Portugal - Government raises VAT to pay for cut pensions

oldpersonThe government is raising VAT and social security contributions in a plan to restore the drop in wages paid to civil servants and in pensions, over the next five years.

The Government is to increase the standard VAT rate by 0.25% to 23.25% and contributions to Social Security to 11.2% and promises to restore the wage cuts by 2020.

In the document, that already has been passed by the Council of Ministers, these are but two of the measures the government intends to implement "with effect from January 1, 2015" in order to "move towards reforming the public pension system and to ensure its sustainability."

The increase in the standard VAT rate by 0.25% is to pay for the pension system, in a transparent move to please pensioners while removing a little more money from everyone. The lower VAT rates will stay the same.

These moves are part of the Fiscal Strategy Document for the next four years to 2018.

The government tried to justify the increase in VAT and Social Security rates with the need to make a "proper distribution of the burden imposed on pensioners in the name of the sustainability of the pension system."

This justification was given by the implacable Minister of State for Finance, Maria Luís Albuquerque, alongside the Minister of Labour, Social Solidarity and Security at a presentation of the 2014-2018 Budget Document Strategy.

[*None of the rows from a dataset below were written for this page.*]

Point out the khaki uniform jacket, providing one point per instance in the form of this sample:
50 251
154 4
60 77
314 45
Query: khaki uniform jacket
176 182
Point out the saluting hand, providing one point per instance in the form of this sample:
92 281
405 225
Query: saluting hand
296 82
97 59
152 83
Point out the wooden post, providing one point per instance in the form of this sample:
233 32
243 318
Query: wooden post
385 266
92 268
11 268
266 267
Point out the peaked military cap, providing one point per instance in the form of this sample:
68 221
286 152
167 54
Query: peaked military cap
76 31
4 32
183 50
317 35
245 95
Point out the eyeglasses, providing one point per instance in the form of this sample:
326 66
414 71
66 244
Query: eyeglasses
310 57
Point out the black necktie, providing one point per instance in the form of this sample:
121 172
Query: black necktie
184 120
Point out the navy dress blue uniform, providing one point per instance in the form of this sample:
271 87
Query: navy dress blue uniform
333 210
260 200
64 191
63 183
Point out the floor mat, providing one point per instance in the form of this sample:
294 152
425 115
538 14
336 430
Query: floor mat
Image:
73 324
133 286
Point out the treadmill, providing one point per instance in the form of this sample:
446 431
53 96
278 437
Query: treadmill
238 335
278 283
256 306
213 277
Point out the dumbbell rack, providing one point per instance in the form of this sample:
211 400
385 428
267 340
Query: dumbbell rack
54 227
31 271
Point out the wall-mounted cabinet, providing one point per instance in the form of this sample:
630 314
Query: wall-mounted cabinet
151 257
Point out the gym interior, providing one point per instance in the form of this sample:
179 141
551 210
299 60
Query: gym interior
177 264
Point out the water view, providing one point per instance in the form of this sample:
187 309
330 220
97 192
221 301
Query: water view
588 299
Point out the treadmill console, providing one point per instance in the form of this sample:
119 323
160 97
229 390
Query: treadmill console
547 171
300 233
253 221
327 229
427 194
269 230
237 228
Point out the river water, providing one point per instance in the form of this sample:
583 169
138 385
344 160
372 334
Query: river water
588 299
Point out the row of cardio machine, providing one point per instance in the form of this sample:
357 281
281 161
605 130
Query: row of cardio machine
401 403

Both claimed that the Government is meeting the guidelines set out by the Constitutional Court.

Referring to the rise in VAT from 23% to 23.25%, Albuquerque said, "this is the smallest possible adjustment to meet the guidance of the Constitutional Court on the appropriate distribution of effort required for the sustainability of the pension system and is a very small adjustment."

According to the riveting Fiscal Strategy Document, for the next four years the government "intends to discuss with the representatives of the workers the gradual reversal of remuneration reductions over a five-year horizon.”
 
The taxpayer will still be carrying the government financially as the current eye-watering tax rates are to remain in place which last year saw €41 billion in tax removed from the pockets of the country’s citizens.